Huntington's disease: excitement as trial shows drug could slow down progression
The results were hailed as 'enormously significant' as it is the first time any drug has been shown to suppress the effects of the disease’s mutation
A Huntington’s disease trial has shown positive results, suggesting that an experimental drug could become the first to slow the progression of the genetic illness.
The results were hailed as “enormously significant” as it is the first time any drug has been shown to suppress the effects of the disease’s mutation, which causes irreversible damage to the brain.
Current available treatments only help the symptoms, rather than slow down the progression.
Director of the University College London’s Huntington Disease Centre, prof Sarah Tabrizi, who led the phase 1 trial, said that the results were “beyond what I’d ever hoped… The results of this trial are of ground-breaking importance for Huntington’s disease patients and families,” she said.
The results caused ripples across the scientific world as the drug, which is a synthetic strand of DNA, could potentially be adapted to target the incurable brain disorders such as Alzheimer’s and Parkinson’s.
The Swiss pharmaceutical giant Roche paid a $45 million license fee to take the drug forward to clinical use.
Huntington’s is an incurable degenerative disease caused by a single gene defect.
The first symptoms, which typically appear in middle age, typically include anger, depression and mood swings.
Patients then develop uncontrolled jerky movements, dementia and ultimately paralysis.
“Most of our patients know what’s in their future,” said Ed Wild, a UCL scientist and consultant neurologist at the National Hospital for Neurology and Neurosurgery in London, who administered the drug in the trial.
The mutant Huntington’s gene has instructions for cells to create the toxic protein called huntingtin.
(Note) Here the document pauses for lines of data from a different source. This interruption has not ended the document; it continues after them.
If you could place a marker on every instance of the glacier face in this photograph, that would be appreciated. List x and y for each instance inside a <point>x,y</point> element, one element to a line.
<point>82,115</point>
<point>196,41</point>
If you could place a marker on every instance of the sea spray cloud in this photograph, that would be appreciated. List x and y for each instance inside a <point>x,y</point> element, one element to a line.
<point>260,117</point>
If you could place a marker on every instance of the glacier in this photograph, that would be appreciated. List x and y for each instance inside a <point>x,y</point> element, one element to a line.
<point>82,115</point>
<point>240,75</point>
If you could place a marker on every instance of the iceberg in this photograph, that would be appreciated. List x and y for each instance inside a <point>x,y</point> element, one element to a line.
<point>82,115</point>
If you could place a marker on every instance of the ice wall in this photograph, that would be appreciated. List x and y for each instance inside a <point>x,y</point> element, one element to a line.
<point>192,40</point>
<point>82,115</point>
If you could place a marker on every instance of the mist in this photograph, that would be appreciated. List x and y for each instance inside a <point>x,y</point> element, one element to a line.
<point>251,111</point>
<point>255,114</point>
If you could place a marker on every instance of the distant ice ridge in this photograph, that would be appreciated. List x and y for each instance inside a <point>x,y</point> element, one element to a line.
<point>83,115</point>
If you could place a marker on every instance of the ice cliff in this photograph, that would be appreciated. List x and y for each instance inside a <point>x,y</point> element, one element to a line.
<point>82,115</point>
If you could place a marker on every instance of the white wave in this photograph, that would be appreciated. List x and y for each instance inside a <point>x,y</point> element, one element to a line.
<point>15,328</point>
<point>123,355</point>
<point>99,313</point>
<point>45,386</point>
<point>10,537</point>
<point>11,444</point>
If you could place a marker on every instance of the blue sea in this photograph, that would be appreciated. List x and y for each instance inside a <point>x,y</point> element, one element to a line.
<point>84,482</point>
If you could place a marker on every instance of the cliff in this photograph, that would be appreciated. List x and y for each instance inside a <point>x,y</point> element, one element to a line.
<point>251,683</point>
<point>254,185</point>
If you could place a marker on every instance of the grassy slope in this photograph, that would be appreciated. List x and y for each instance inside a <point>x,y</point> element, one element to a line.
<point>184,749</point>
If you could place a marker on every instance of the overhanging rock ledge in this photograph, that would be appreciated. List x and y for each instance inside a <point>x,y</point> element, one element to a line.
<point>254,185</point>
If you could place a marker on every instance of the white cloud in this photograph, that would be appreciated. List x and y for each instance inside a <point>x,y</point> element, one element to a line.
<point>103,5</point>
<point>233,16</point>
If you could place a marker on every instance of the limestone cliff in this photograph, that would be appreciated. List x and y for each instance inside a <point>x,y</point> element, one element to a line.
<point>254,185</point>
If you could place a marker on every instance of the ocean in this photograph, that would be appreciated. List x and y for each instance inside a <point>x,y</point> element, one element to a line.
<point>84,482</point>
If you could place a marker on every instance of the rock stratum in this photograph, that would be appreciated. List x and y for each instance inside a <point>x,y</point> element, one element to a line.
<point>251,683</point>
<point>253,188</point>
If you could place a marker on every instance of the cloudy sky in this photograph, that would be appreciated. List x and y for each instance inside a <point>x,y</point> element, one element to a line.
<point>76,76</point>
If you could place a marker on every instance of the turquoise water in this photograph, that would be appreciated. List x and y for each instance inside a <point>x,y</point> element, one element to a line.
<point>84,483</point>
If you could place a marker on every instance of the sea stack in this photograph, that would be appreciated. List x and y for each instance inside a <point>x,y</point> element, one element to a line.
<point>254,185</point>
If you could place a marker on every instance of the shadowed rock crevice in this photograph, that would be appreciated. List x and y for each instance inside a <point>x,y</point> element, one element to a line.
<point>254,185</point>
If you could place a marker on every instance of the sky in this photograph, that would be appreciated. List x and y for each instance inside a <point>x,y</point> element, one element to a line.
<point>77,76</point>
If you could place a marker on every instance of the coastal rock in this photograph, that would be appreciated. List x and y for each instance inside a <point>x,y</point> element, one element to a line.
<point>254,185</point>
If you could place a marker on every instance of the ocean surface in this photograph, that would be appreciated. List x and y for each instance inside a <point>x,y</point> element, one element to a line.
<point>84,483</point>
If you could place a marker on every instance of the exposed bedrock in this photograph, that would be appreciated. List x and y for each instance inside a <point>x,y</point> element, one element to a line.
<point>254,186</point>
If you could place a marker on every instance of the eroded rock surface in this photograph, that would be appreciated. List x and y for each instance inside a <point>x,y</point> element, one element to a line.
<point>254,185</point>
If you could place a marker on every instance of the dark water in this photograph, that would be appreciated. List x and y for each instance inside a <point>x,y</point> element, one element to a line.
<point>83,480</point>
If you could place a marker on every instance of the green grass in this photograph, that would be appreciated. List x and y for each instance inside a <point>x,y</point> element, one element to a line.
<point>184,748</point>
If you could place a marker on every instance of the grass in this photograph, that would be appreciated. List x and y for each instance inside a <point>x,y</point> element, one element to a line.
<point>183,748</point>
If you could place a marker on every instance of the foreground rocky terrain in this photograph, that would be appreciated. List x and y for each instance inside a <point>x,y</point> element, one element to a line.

The code is copied by a messenger molecule and dispatched to the cell’s protein making machinery.
The drug, Ionis-HTTRx, works by intercepting the messenger molecule and destroying it before the harmful protein can be made, effectively silencing the effects of the mutant gene.
To deliver the drug to the brain, it must be injected into the fluid around the spine using a needle.
Neuroscientist at UCL, Prof John Hardy said: “If I’d have been asked five years ago if this could work, I would have absolutely said no. The fact that it does work is really remarkable.”
The trial
The trial involved 46 people with early stage Huntington’s disease in the UK, Canada and Germany.
The patients were given four spinal injections one month apart, with an increased drug dose each time. Roughly a quarter of participants had a placebo injection.
After being administered the drug, the concentration of harmful protein in the spinal cord fluid was seen to drop significantly and in proportion with the strength of the dose.
“For the first time a drug has lowered the level of the toxic disease-causing protein in the nervous system, and the drug was safe and well-tolerated,” said Tabrizi.
“This is probably the most significant moment in the history of Huntington’s since the gene [was isolated].”
The trial was small and short and therefore could not aptly show whether patients’ clinical symptoms improved, but Roche is now expected to launch a major trial aimed at testing this.
If the future trial is also successful, Tabrizi believes the drug could be used in people who have the gene, before they become ill, possibly stopping the symptoms before they even begin.
“They may just need a pulse every three to four months,” she said. “One day we want to prevent the disease.”
The drug, which was developed by the California biotech firm Ionis Pharmaceuticals, is a synthetic strand of DNA, customized to latch on to the huntingtin messenger molecule.
The success raises the possibility that a similar approach may even work for other degenerative brain disorders.
“The drug’s like Lego,” said Wild. “You can target any protein.”
“Huntington’s alone is exciting enough,” said Hardy, who first proposed that amyloid proteins play a central role in Alzheimer’s disease.
“I don’t want to overstate this too much, but if it works for one, why cant it work for a lot of them? I am very, very excited,” he said.